Resting‐state functional connectivity maps of the ATL subregions for sociality, valence, and abstractness. Functional connectivity was computed by a direct correlation between the time course of a seed region with that of each voxel in the brain (a) or by a partial correlation analysis, in which the time courses of the remaining two ATL subregions were controlled for (b). Mean connectivity maps are shown here at a threshold of 0.25, cluster size >10 voxels. L, left; R, right
The RSFC maps in Figure S4 show connectivity patterns thresholded at the conventional threshold in the RSFC analysis (voxelwise FWE‐corrected p < .05, cluster size >10 voxels). While the social and abstractness clusters showed similar connectivity patterns (with greater spatial extents), the valence cluster connected with many other regions, including some regions in the aSTS‐network (with smaller spatial extents than regions connected with the social ROI) and the bilateral amygdala (Figure S4B). Interestingly, for region‐specific connections (Figure S4C), the connections of the social ROI with the aSTS‐network regions persisted, as did the connections of the valence ROI with the bilateral amygdala, which is indicative of the respective connections of the two regions with different networks.
To further understand the relationship between the ATL and the regions involved in general emotional processing, we specifically tested the RSFC of the three ATL subregions with the emotion‐sensitive regions in the bilateral amygdala defined by an independent nonverbal emotional localizer. In agreement with previous reports (Barch et al., 2013; Hariri et al., 2002), our functional emotional localizer, contrasting emotional faces with geometric shapes, elicited robust activations (Figure S5A) of the bilateral amygdala (left amygdala, peak t = 10.02, peak xyz: −22, −6, −16, 65 voxels; right amygdala, peak t = 11.49, peak xyz: 20, 0, −16, 143 voxels; voxelwise FWE‐corrected p < .05) and the ventral temporal cortex, which are likely due to visual perceptual processing of faces given that the localizer did not control for basic face processing. Comparison of the RSFC between the bilateral amygdala clusters and the three ATL subregions showed that the (verbal) valence ATL cluster, compared with the social and abstractness clusters, was more strongly connected with the bilateral amygdala regions (paired t 143 > 4.060, ps < .001, Figure S5B). These results were similar when the amygdala was defined anatomically.
4. DISCUSSION
The ATL is a crowded brain area for semantic processing, involved in multiple types of semantic information, which need to be carefully disentangled. Considering the confound of emotional valence in previous studies of social words in the ATL, in this study, we orthogonally manipulated these dimensions in a 2 × 2 factorial design to examine the influence of sociality and emotional valence on the ATL activity in semantic processing of abstract words at the 2 mm3 fMRI resolution scale.

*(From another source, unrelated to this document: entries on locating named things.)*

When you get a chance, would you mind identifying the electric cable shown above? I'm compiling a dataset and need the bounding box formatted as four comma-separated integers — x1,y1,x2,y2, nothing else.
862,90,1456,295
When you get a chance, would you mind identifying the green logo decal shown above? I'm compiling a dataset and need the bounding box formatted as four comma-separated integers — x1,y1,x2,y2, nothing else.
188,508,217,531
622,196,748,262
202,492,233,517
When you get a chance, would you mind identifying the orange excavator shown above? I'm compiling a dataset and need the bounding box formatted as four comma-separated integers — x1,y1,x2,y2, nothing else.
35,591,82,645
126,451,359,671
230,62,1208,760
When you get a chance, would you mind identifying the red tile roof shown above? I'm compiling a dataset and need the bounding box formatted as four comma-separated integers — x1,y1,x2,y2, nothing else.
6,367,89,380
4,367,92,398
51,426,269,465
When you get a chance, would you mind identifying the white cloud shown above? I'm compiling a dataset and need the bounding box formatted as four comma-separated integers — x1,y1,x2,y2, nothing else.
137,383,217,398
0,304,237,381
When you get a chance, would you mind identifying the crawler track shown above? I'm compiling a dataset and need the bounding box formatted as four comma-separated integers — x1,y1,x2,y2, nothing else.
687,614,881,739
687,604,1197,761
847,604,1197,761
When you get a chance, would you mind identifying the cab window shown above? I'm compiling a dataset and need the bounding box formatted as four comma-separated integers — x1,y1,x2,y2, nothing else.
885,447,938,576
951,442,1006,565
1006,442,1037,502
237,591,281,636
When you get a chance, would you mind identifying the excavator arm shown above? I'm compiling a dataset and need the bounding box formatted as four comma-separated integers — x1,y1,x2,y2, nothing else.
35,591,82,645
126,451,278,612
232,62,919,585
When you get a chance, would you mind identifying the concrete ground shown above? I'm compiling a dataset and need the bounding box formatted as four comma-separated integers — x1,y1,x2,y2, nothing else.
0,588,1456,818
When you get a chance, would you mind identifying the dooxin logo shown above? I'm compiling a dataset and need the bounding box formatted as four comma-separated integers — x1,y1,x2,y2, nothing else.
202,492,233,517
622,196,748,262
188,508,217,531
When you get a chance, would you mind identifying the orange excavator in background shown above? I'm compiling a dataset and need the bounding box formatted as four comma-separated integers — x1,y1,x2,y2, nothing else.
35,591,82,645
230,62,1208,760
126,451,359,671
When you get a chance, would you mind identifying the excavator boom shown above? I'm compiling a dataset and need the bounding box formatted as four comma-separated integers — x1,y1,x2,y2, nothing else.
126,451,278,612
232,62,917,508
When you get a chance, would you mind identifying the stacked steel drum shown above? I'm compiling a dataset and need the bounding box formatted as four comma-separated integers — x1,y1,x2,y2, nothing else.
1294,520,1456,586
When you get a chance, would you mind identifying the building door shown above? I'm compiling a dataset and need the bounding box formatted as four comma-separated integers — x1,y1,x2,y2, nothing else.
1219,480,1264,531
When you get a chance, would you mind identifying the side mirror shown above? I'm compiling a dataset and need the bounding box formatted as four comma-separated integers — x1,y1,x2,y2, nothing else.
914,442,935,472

We found that the left ATL processed sociality and emotional valence in different locations and without significant interactions. Social words evoked stronger activations in the left aSTS compared with nonsocial words, with high consistency across individuals. The valence effects were much less clear, tending to activate a small cluster in the superior portion of the left TP at the group level, with large individual variations. These two regions are functionally and anatomically distinct from a more general “abstractness” ATL cluster, which was not modulated by the social or valence contents of the abstract words. These three ATL subregions, although anatomically close to each other, were intrinsically connected with different functional networks. Below, we discuss these regions/dimensions in turn.
4.1. Sociality effects in the left anterior superior temporal sulcus
The left aSTS showed stronger activations to social words than to nonsocial words, regardless of whether the words were valenced (“honor” > “miracle”) or neutral (“duty” > “reason”). The social effect cannot be attributed to emotional valence, concreteness, familiarity, word frequency, or task difficulty, which were carefully matched between social and nonsocial conditions. As described in the Introduction, “sociality” has been operationalized in different ways in the literature and roughly falls into two aspects: Person‐related (with or without referents about interactions with other persons), or interpersonal interactions (without reference to specific persons). We explicitly chose items entailing the latter to be more in line with the conventional understanding of “social”. The majority of the 120 social words in our experiment were social products, rules, or properties that emerged from interpersonal interactions (e.g., “honor” or “duty”), and the observed social effects likely reflected general social knowledge pertaining to interactions among animate entities. Only four words in our stimuli referred to social groups (3 S+V+ words: talents, tyrant, and gangster; 1 S+V− word: civilians). Thus, the social effects in our blocked design are unlikely to be driven by social group effects as previously reported (Contreras, Banaji, & Mitchell, 2012).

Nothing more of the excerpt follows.